When it comes to the Approach (APPR) mode, there are a few things to consider before pressing the button. These factors involve both what's going on inside your cockpit and outside it.

1. Tune and Identify the ILS frequency

The first key step is to ensure you've correctly tuned into the ILS frequency for your chosen runway (in the radio or navigation panel). This frequency differs between airports and runways, but you can typically find it in your airport charts or the flight simulator’s map view.

2. Set the Course (or Heading)

Secondly, you have to set the course or heading to match the runway heading (also found in your airport charts or map view). This is usually done using a Course (or CRS) selector in the autopilot panel.

3. Position Your Aircraft Correctly

A critical part of using APPR mode is to initially manually position your aircraft on an intercept heading to the runway's localizer, which is an invisible radio beam extending straight out from the runway along its centerline. This should ideally be about a 30 to 45-degree angle to the runway heading.

The air traffic control (ATC) instructions are usually designed to guide you onto this intercept course. If it seems like they're directing you away from the runway, it might be to position you onto this course.

4. Activate the APPR Mode

Once you're established on the intercept course and within the localizer and glide slope (another invisible beam providing vertical guidance) range, you can then engage the APPR mode. If done correctly, the autopilot should then turn your aircraft onto the runway heading and start a descent along the glide slope.

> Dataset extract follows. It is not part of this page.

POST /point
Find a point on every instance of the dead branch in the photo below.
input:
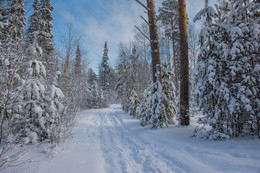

Keep in mind, the APPR mode will only work if you have the autopilot's lateral and vertical modes disengaged (like HDG (Heading) mode or ALT (Altitude) hold mode). If you're correctly set up and the aircraft starts going down rapidly upon APPR activation, it might be because you're above the glide slope. Try to be level with or slightly below it when you turn on APPR.

While these steps are particularly relevant for Microsoft Flight Simulator 2004, they apply to other platforms like Microsoft Flight Simulator 2020 and X-Plane 12 too, ensuring a broad range of applicability.

It's not unusual to face some hiccups in the initial stages of mastering ILS approaches. Practice, patience, and a methodical approach are key here. Safe flights and happy landings!